A poster of the vanished women was unveiled yesterday at a news conference featuring police, politicians and the personality behind the crime-busting show America's Most Wanted, John Walsh.
``We all feel in our guts that there may be something very wrong here,'' said Walsh, whose show will air a segment on the missing women on Fox on Saturday.
``It's very unusual for 31 people, no matter what they do, no matter what trade they're in, to disappear like that.''
The women, all prostitutes addicted to drugs or alcohol, have vanished from Vancouver's downtown east side, most in the past few years.
Police acknowledge there could be a serial killer at work but have no bodies, no crime scene and no evidence of foul play.
The $100,000 reward will be for information leading to the arrest and conviction of anyone responsible for confining, kidnapping or murdering any of the women.
``It's important that we recognize that despite the fact that these women may have worked in the sex trade they have the right to their dignity, their safety and their security, as much as anyone else in British Columbia or Canada has,'' said B.C. Attorney-General Ujjal Dosanjh.
The province is putting up $70,000 of the reward and the Vancouver police board is contributing the remaining $30,000.

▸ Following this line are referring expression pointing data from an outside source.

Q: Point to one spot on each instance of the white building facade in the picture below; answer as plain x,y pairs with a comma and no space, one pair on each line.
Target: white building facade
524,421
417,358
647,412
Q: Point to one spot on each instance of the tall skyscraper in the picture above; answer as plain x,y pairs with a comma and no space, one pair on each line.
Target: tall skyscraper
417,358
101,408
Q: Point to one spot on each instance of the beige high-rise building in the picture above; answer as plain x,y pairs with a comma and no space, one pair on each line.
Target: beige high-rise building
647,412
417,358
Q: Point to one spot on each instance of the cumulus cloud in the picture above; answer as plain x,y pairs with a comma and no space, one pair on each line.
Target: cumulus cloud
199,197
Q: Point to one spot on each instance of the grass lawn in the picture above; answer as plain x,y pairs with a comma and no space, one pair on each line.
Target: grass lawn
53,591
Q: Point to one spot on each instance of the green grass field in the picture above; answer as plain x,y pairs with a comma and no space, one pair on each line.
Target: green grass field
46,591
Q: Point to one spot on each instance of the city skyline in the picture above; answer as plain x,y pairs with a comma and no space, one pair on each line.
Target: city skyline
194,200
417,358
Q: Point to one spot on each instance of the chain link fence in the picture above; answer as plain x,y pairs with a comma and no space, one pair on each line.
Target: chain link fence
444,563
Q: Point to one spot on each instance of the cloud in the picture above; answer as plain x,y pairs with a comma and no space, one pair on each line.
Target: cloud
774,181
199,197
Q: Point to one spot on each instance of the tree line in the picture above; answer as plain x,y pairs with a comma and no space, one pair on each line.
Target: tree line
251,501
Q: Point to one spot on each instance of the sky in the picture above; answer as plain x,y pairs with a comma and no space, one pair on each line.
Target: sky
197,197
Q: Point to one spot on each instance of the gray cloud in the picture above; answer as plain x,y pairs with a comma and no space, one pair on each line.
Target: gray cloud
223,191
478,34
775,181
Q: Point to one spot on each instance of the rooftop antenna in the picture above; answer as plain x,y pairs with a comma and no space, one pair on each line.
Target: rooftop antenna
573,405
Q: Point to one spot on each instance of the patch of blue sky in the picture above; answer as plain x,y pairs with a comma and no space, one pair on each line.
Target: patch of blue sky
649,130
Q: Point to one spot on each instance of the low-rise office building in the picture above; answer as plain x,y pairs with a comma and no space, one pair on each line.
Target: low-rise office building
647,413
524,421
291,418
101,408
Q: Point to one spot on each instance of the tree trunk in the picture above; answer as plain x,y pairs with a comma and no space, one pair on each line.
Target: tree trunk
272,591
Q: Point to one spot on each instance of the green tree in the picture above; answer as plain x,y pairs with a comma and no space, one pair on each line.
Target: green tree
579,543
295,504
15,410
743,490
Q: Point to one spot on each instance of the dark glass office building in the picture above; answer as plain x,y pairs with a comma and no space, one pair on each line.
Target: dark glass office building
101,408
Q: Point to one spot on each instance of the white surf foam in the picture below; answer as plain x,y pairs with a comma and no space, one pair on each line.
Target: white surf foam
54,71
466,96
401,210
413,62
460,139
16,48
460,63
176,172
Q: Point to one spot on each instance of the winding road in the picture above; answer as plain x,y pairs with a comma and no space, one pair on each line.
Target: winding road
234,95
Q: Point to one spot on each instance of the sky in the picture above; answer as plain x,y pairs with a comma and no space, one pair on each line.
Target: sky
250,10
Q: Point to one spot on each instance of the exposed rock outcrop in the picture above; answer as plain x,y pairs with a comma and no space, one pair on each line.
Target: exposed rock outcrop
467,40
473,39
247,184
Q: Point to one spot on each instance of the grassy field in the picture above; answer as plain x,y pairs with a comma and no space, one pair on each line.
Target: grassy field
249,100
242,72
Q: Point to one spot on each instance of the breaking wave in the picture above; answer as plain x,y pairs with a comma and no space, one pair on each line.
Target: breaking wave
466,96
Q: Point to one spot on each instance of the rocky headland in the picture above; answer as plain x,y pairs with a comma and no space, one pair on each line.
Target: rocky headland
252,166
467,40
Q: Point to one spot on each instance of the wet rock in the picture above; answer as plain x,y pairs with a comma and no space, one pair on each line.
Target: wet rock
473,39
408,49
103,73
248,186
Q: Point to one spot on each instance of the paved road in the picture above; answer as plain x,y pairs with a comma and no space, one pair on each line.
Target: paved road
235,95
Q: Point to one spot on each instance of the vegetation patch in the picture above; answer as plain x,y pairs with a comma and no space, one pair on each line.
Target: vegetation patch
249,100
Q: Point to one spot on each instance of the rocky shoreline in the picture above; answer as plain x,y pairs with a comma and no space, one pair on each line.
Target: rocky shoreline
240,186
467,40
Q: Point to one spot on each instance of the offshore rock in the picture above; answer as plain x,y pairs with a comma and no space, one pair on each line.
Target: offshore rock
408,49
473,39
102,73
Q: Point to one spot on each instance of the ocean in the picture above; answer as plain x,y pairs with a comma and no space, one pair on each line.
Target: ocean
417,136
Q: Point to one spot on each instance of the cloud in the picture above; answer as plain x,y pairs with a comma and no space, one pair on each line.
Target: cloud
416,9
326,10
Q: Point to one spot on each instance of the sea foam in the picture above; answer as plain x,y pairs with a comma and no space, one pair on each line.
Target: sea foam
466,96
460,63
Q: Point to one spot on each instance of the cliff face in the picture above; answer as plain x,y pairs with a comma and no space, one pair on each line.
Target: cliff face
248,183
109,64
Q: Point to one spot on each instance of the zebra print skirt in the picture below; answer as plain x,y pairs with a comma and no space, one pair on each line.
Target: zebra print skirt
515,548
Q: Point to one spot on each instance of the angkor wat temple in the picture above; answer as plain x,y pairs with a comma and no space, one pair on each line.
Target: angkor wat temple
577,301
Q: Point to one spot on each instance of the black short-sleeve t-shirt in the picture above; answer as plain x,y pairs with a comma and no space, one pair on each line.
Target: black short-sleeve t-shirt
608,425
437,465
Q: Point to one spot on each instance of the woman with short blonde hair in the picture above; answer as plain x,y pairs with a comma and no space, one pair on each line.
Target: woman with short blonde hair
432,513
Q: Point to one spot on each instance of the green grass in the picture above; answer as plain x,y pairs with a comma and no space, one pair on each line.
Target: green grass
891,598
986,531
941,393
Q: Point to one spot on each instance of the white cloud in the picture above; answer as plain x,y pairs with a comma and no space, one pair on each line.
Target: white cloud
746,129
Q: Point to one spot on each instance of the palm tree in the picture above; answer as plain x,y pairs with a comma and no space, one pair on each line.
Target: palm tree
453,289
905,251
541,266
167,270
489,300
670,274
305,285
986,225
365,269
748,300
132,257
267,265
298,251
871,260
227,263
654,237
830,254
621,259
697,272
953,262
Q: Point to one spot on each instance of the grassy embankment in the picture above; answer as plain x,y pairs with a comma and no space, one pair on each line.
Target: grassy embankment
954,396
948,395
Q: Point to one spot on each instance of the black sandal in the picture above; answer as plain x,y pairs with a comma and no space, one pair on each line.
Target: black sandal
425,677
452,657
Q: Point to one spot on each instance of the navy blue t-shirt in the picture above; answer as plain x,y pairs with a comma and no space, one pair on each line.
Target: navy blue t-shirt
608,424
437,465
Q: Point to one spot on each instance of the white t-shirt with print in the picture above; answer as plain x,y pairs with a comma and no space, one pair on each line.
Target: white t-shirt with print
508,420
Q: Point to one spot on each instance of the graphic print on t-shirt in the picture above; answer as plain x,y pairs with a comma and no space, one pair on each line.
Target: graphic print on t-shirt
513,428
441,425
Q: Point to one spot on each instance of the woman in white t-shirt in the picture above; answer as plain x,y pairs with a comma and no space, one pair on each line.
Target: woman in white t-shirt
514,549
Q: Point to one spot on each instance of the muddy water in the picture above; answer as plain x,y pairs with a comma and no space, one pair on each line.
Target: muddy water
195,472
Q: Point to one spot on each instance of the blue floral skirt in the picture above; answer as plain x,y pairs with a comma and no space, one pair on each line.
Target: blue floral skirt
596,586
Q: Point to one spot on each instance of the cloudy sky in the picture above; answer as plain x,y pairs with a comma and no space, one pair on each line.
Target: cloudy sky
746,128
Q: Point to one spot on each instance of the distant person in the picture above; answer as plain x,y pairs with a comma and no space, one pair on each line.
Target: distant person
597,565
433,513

``This is something that is absolutely vital to the families of these missing people,'' said Vancouver Mayor Philip Owen.
The family of one of the missing women welcomes the reward and the television exposure but said it's been too long in coming.
``There's no doubt we all hope that something positive comes from this but we wouldn't be this far ahead if the families hadn't been kicking and screaming and making phone calls to the media,'' said Robert McClelland, whose stepdaughter, Helen Hallmark, was last seen in June, 1997.
McClelland and other advocates for downtown east-side prostitutes say police and politicians have been too slow in responding to the missing women.
If they were from another group in society and not sex-trade workers, more would have been done, their supporters add.
``All the politics is very frustrating,'' McClelland said in an interview. ``We're dealing with people's lives here.''
The official number of missing women has been increased by four in the past month.
A total of 22 prostitutes have vanished since 1995, with the other nine disappearances dating back to 1978.
The women originally appeared to be nothing more than missing persons, said Vancouver police spokesperson Constable Anne Drennan.
It wasn't until about two years ago that their numbers increased dramatically, she added.
``Once we became aware, as did the community, that there was clearly something wrong here, something that we should be very concerned about, we started to kick in additional resources,'' Drennan said.
``We would like nothing more than to see these cases resolved.''
The case is now ``extremely active'' and in the past year the number of officers assigned to it has increased from one missing-person specialist to eight full-time investigators and another part-time, Drennan said.
Walsh said his program, which has a weekly audience of 14 million, has led to the capture of 575 fugitives in 30 different countries, including 13 individuals on the 10 Most Wanted list.